For our new readers, a quick recap of the past 5 years of Bo’s peanut allergy journey is provided below:

  • Nov. 2006: Bo is diagnosed with a life threatening peanut allergy after losing consciousness during an anaphylactic reaction to a bite of a candy. Suddenly, we realize it is life threatening for Bo to eat out, enjoy treats at schools, travel or even have birthday cake at parties.
  • June 2007: Bo starts a peanut allergy study at Arkansas Children’s Hospital over 400 miles away in Little Rock requiring 14 hour car trips … every other week… for over two years… to monitor his reaction to increasing peanut doses, do skin tests and blood work!
  • June 2008: Bo fails his peanut challenge and we learn during the unblinding of the year 1 clinical results that he had been randomly assigned to a placebo control group the first year and not actually receiving peanut powder. We are now faced with having to repeat a year of the peanut allergy treatment study starting at the minimal introductory dosage. We are emotionally drained and financially frustrated but ultimately realize we are blessed to be in a treatment program whose future results will now be validated by a lack of response to the placebo treatment.

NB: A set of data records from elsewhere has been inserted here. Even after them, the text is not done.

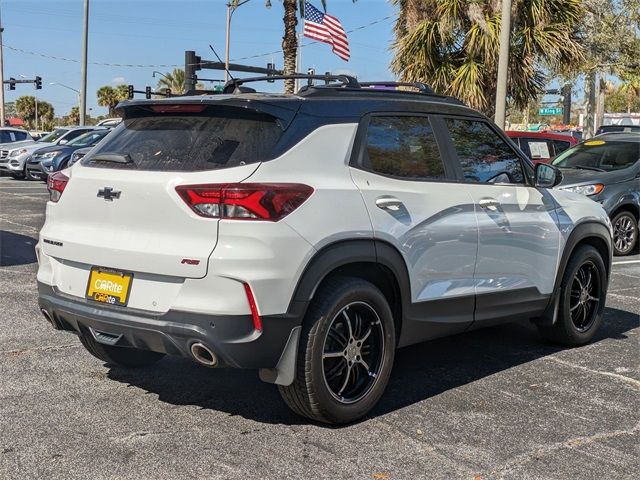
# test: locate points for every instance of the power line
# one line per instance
(138, 65)
(313, 43)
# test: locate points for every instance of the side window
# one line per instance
(560, 146)
(76, 133)
(483, 155)
(536, 148)
(403, 146)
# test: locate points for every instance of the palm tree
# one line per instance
(110, 97)
(173, 80)
(630, 88)
(453, 46)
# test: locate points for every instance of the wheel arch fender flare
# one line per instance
(324, 262)
(345, 252)
(592, 233)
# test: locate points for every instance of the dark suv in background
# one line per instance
(607, 170)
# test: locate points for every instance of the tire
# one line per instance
(119, 356)
(625, 233)
(331, 383)
(577, 324)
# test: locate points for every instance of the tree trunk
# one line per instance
(290, 42)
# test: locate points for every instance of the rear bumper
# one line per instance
(231, 337)
(11, 165)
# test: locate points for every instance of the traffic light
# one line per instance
(271, 67)
(191, 64)
(566, 104)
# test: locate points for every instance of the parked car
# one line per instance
(607, 170)
(542, 146)
(109, 122)
(12, 135)
(13, 157)
(618, 128)
(309, 235)
(78, 154)
(38, 134)
(31, 167)
(57, 157)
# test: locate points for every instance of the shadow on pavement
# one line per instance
(16, 249)
(420, 372)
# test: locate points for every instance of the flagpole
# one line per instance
(299, 59)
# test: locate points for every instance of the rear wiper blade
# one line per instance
(582, 167)
(112, 157)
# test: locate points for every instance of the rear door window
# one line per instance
(483, 156)
(404, 147)
(170, 142)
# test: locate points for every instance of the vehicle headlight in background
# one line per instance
(16, 153)
(587, 190)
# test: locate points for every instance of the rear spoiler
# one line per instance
(283, 110)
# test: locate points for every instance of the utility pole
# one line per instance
(592, 81)
(226, 48)
(503, 64)
(83, 73)
(2, 117)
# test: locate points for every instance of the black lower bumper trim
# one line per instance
(231, 337)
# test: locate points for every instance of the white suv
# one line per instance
(310, 235)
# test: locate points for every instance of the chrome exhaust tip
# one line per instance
(49, 319)
(203, 355)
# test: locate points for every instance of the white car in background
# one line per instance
(308, 236)
(14, 157)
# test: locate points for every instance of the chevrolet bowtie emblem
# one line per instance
(108, 194)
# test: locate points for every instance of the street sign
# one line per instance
(550, 111)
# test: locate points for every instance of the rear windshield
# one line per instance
(53, 136)
(187, 143)
(600, 155)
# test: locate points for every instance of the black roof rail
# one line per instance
(346, 80)
(421, 87)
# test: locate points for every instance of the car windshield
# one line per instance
(88, 139)
(600, 155)
(53, 136)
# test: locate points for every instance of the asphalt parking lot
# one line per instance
(496, 403)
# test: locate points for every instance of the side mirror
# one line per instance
(547, 176)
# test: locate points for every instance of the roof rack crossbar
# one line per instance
(346, 80)
(421, 87)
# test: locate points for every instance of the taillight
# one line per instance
(245, 201)
(56, 184)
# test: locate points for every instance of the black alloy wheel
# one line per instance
(625, 233)
(352, 355)
(345, 353)
(585, 297)
(581, 298)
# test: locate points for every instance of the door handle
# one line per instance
(489, 203)
(389, 203)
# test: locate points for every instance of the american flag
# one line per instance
(327, 29)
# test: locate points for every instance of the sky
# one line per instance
(155, 34)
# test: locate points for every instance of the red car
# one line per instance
(541, 147)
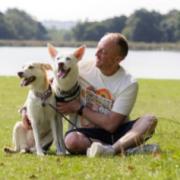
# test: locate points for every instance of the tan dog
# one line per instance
(66, 74)
(45, 126)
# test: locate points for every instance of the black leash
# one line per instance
(55, 109)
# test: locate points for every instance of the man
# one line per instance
(112, 133)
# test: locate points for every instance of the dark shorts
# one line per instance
(103, 135)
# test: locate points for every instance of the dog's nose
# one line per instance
(60, 65)
(20, 74)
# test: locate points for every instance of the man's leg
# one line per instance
(142, 129)
(77, 143)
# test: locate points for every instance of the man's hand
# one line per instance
(68, 107)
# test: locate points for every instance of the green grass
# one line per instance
(159, 97)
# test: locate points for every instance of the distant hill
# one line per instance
(50, 24)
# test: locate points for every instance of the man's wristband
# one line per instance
(80, 111)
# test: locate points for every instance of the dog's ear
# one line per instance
(52, 50)
(46, 66)
(79, 52)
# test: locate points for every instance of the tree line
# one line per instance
(141, 26)
(17, 24)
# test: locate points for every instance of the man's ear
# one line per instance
(79, 52)
(52, 50)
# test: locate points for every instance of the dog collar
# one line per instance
(66, 96)
(45, 95)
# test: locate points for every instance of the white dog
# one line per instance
(66, 73)
(45, 126)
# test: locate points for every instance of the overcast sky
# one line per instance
(75, 10)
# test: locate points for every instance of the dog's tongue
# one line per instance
(60, 74)
(23, 83)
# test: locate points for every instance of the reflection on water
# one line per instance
(142, 64)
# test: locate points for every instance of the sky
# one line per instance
(81, 10)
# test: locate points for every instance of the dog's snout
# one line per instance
(20, 74)
(61, 64)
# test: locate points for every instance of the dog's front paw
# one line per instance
(60, 153)
(40, 154)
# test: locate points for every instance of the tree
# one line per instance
(24, 26)
(170, 26)
(5, 32)
(144, 26)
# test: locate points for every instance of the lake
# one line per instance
(141, 64)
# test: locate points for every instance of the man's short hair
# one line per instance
(121, 42)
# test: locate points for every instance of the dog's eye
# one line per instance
(68, 58)
(31, 67)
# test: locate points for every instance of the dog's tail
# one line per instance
(9, 150)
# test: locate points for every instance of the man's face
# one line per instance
(107, 54)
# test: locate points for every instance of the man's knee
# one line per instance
(151, 121)
(76, 142)
(145, 124)
(71, 141)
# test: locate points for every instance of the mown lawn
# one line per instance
(158, 97)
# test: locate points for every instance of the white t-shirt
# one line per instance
(122, 86)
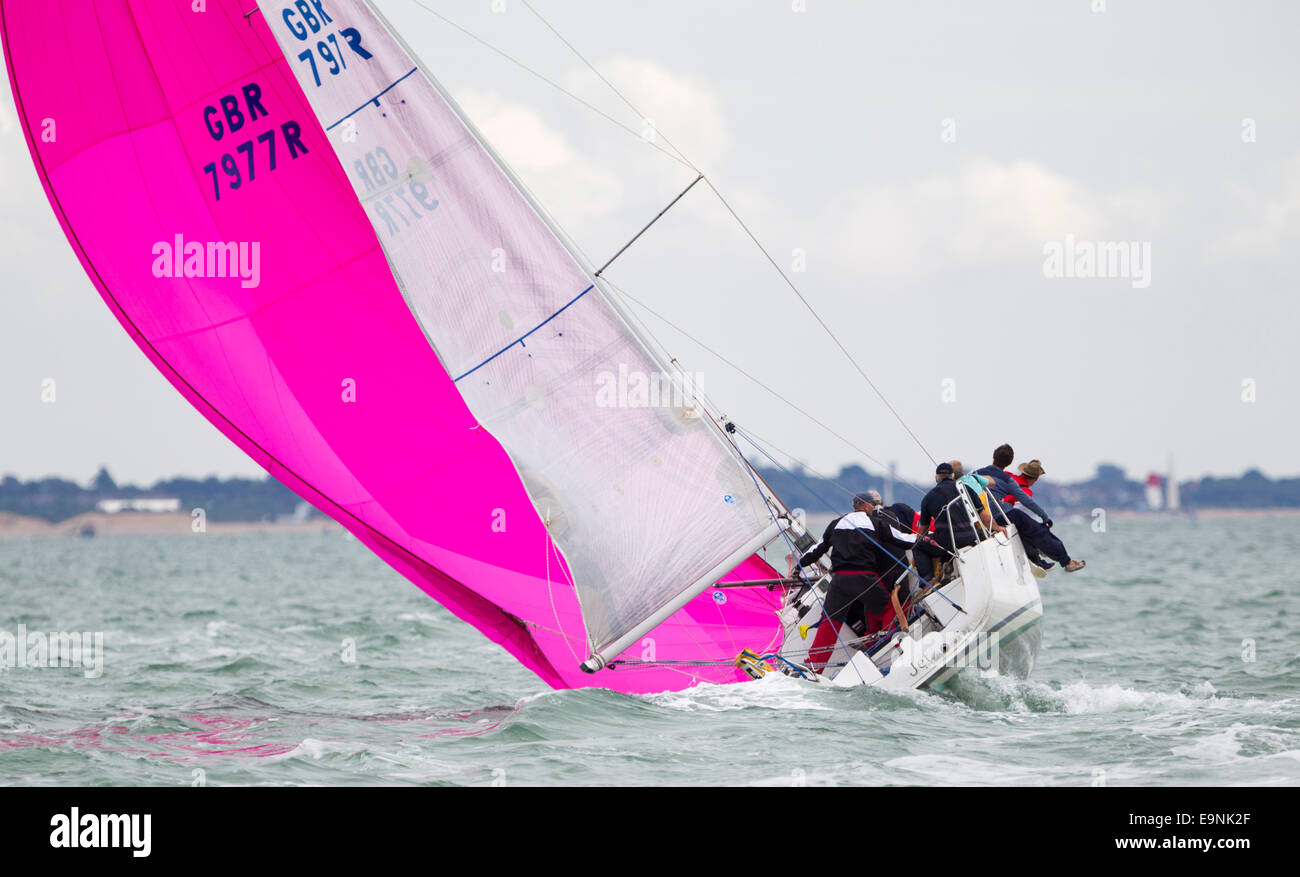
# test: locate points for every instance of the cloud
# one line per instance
(1270, 218)
(685, 112)
(983, 212)
(541, 155)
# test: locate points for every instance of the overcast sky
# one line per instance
(921, 155)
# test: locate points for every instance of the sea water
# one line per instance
(300, 659)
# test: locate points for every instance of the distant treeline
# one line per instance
(230, 499)
(265, 499)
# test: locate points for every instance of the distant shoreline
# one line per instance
(99, 524)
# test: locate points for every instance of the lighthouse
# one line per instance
(1155, 493)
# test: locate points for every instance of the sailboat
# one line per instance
(306, 235)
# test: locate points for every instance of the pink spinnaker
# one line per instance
(117, 99)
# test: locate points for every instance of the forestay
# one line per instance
(642, 499)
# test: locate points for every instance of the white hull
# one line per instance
(997, 626)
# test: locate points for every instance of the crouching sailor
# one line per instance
(863, 546)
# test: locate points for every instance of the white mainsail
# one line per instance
(649, 503)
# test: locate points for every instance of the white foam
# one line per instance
(772, 691)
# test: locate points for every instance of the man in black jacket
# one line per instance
(863, 546)
(953, 525)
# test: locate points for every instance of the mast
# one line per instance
(648, 506)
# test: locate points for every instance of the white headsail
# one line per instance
(648, 502)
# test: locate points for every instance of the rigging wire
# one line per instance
(750, 377)
(554, 85)
(681, 159)
(748, 231)
(612, 87)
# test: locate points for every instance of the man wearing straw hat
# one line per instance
(1038, 537)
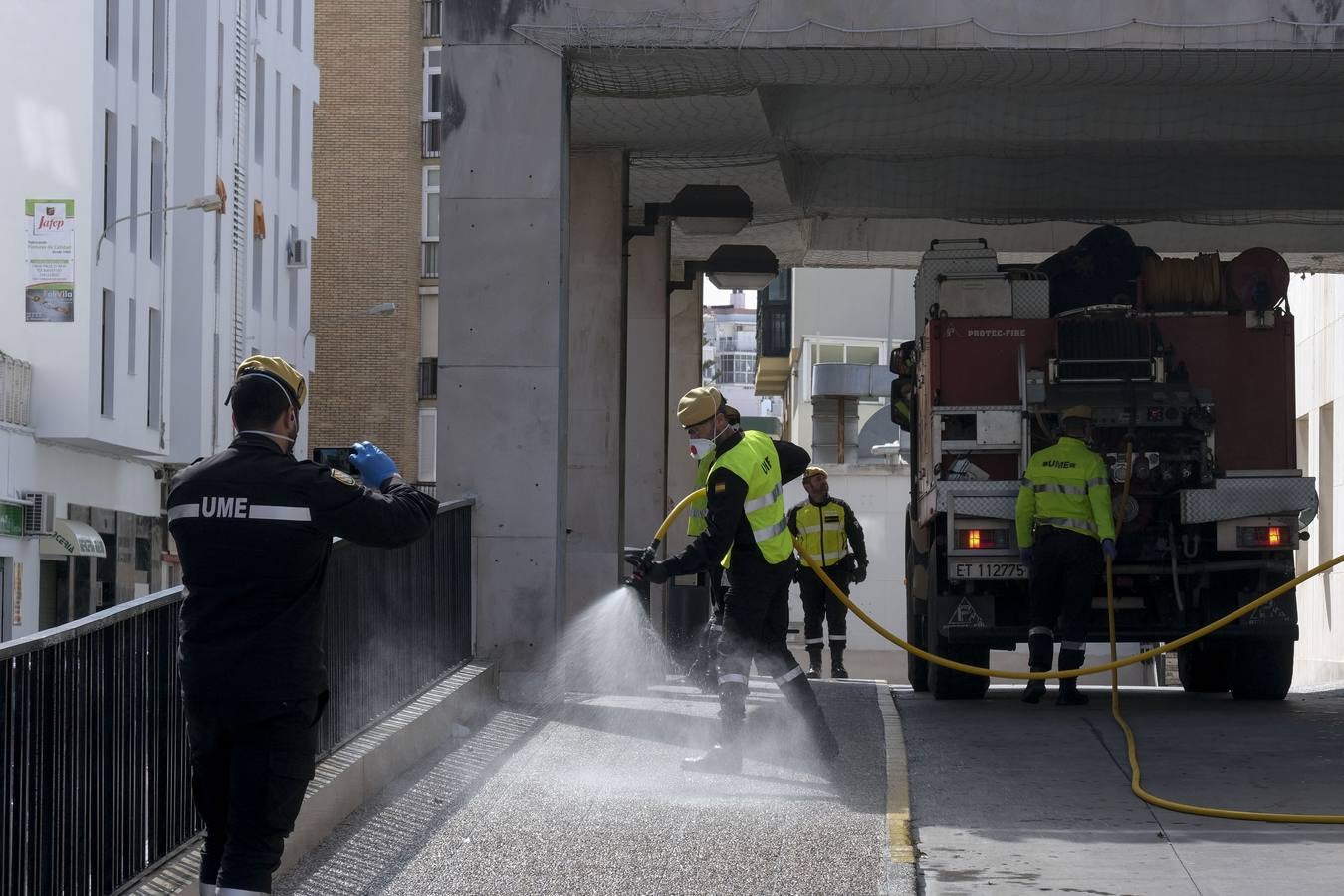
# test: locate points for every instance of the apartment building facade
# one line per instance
(129, 311)
(375, 261)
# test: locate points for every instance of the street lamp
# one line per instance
(208, 203)
(699, 210)
(732, 266)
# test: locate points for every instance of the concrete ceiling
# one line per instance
(860, 156)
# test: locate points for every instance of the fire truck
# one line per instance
(1187, 367)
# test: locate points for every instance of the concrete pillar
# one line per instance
(686, 327)
(593, 383)
(647, 389)
(504, 340)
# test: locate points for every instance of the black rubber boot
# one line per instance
(1068, 692)
(814, 660)
(1041, 654)
(837, 669)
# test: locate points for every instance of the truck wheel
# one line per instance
(949, 684)
(1203, 668)
(1262, 669)
(917, 623)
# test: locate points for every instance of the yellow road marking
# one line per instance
(902, 849)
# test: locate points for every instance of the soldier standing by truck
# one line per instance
(1063, 511)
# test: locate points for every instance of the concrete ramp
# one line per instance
(590, 796)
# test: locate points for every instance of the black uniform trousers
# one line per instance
(250, 765)
(756, 625)
(820, 603)
(1064, 572)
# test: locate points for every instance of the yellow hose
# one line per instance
(1131, 745)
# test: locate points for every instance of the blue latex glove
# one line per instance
(372, 464)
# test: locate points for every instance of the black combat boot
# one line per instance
(1068, 692)
(726, 755)
(814, 657)
(837, 669)
(1040, 646)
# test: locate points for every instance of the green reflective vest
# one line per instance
(821, 530)
(756, 462)
(695, 520)
(1066, 487)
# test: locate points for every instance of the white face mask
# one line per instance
(701, 449)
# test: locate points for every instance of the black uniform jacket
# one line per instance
(725, 523)
(254, 530)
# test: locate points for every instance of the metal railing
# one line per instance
(429, 258)
(15, 391)
(429, 377)
(97, 774)
(433, 18)
(430, 138)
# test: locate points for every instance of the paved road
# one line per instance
(591, 799)
(1009, 798)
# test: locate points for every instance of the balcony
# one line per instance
(430, 135)
(429, 377)
(15, 391)
(433, 18)
(429, 260)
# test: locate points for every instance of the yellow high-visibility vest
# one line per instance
(756, 462)
(695, 520)
(821, 530)
(1066, 487)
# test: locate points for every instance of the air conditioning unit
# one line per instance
(39, 518)
(296, 253)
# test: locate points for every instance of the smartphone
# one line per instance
(336, 458)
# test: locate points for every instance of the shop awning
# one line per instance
(72, 539)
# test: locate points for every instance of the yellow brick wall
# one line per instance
(367, 185)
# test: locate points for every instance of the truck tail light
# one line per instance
(983, 539)
(1262, 537)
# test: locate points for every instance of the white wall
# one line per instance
(1317, 301)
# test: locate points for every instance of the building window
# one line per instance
(275, 269)
(1325, 484)
(426, 465)
(257, 273)
(156, 350)
(134, 42)
(433, 104)
(110, 172)
(134, 188)
(293, 281)
(112, 34)
(429, 220)
(157, 199)
(296, 130)
(260, 125)
(110, 353)
(219, 78)
(160, 49)
(130, 336)
(280, 115)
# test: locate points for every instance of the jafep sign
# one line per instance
(11, 519)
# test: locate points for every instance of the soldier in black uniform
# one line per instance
(254, 528)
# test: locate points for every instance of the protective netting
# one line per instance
(1210, 123)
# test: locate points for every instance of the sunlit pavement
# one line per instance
(1012, 798)
(590, 796)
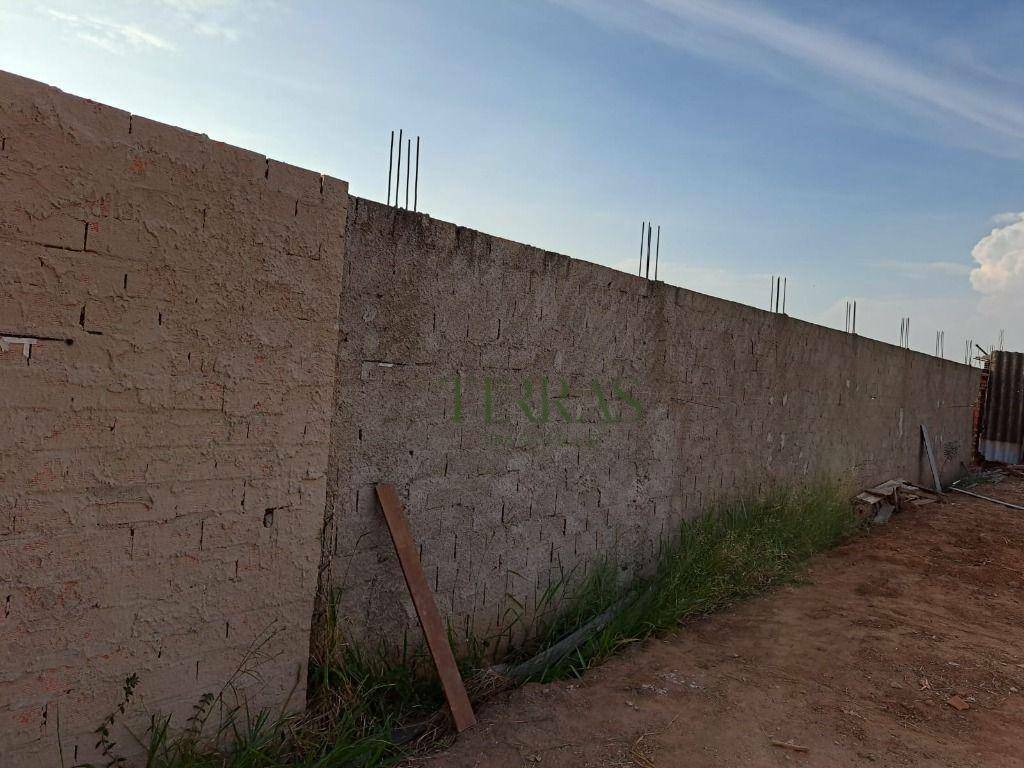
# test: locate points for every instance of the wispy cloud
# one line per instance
(759, 37)
(112, 36)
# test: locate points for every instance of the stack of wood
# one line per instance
(879, 504)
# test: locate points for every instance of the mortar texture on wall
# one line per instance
(163, 450)
(733, 399)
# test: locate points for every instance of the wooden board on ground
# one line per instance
(931, 459)
(426, 608)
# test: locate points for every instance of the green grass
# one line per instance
(370, 709)
(739, 549)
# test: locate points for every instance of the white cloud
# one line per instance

  • April 21, 2009: Bo and his mom are included in a USA Today article entitled "New strategies help build immunity against food allergies" by Medical Reporter Rita Rubin.
  • May 2009: In order to get enough peanut protein daily to maintain his increasing levels of desensitization, Bo graduates to eating more than 30 peanut butter M&Ms every day instead of peanut powder. This phase of the study only requires quarterly visits instead of twice monthly.
  • Aug. 2009: Bo’s peanut allergy treatment is going so well he no longer has to eat at the peanut safe table at school.
  • Oct. 2009: Bo passes peanut challenge after 1 year of peanut allergy desensitization treatment.
  • June 2011: Bo is interviewed as part of a KTHV 11 Little Rock news segment video entitled "Helping your child cope with food allergies".

Thank you all so much for your many prayers and kind e-mails. We pray that all people dealing with food allergies soon have the option to participate in food allergy desensitization treatments if they want to and one day for the preventive cure to end the fear, anxiety and suffering caused by life-threatening food allergies!